The system and service manager loads a unit's configuration
automatically when a unit is referenced for the first time. It
will automatically unload the unit configuration and state again
when the unit is not needed anymore ("garbage collection"). A
unit may be referenced through a number of different mechanisms:
1. Another loaded unit references it with a dependency such as
After=, Wants=, ...
2. The unit is currently starting, running, reloading or
stopping.
3. The unit is currently in the failed
state. (But see below.)
4. A job for the unit is pending.
5. The unit is pinned by an active IPC client program.
6. The unit is a special "perpetual" unit that is always active
and loaded. Examples for perpetual units are the root mount
unit -.mount or the scope unit init.scope that the service
manager itself lives in.
7. The unit has running processes associated with it.

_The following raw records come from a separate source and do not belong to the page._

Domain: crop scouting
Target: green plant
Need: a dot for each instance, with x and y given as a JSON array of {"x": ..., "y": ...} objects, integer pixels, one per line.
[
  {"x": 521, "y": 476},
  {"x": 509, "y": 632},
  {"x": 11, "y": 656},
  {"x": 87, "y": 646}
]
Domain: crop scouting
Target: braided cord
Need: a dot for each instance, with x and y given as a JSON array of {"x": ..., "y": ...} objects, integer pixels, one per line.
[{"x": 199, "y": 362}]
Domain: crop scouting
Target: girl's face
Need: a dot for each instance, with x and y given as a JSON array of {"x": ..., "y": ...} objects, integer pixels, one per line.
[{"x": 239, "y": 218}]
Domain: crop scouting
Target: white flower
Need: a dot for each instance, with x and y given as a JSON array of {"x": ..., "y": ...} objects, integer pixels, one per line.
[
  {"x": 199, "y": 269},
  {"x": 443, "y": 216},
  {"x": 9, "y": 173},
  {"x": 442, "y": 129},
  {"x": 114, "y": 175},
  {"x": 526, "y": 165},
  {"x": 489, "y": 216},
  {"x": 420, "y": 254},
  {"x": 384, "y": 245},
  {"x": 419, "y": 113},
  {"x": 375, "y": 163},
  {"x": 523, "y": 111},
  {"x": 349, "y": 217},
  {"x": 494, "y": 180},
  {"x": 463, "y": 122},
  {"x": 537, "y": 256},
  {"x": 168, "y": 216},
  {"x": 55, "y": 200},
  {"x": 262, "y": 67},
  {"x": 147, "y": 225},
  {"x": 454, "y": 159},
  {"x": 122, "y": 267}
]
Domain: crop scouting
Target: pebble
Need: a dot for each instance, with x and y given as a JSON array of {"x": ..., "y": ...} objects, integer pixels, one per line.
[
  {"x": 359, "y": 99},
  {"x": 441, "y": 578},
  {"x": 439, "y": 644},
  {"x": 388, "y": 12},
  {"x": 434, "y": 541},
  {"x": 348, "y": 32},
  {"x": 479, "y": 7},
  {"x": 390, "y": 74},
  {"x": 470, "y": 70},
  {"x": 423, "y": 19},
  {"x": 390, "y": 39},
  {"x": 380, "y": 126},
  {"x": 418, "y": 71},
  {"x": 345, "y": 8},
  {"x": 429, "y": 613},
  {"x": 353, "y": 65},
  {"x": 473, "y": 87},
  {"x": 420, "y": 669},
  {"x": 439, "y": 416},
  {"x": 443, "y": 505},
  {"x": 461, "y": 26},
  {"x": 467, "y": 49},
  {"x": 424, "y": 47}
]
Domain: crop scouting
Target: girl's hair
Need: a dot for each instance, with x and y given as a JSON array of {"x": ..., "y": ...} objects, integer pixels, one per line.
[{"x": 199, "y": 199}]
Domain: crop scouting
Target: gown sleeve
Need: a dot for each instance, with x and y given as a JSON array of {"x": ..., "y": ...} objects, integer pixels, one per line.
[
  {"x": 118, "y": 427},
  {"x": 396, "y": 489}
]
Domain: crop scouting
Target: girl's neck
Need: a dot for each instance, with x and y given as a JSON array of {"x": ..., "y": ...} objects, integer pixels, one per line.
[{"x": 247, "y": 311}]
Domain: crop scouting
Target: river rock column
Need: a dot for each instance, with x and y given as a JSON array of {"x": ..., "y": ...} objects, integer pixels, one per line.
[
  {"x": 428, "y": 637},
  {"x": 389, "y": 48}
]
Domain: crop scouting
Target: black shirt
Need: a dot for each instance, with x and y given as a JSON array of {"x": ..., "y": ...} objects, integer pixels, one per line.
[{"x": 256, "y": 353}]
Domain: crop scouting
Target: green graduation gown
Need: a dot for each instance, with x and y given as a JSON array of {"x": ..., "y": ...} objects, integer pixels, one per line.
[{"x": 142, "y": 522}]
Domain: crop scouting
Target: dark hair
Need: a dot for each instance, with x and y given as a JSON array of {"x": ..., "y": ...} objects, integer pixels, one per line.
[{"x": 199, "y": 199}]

The garbage collection logic may be altered with the CollectMode=
option, which allows configuration whether automatic unloading of
units that are in failed
state is permissible, see below.
Note that when a unit's configuration and state is unloaded, all
execution results, such as exit codes, exit signals, resource
consumption and other statistics are lost, except for what is
stored in the log subsystem.
Use systemctl daemon-reload
or an equivalent command to reload
unit configuration while the unit is already loaded. In this case
all configuration settings are flushed out and replaced with the
new configuration (which however might not be in effect
immediately), however all runtime state is saved/restored.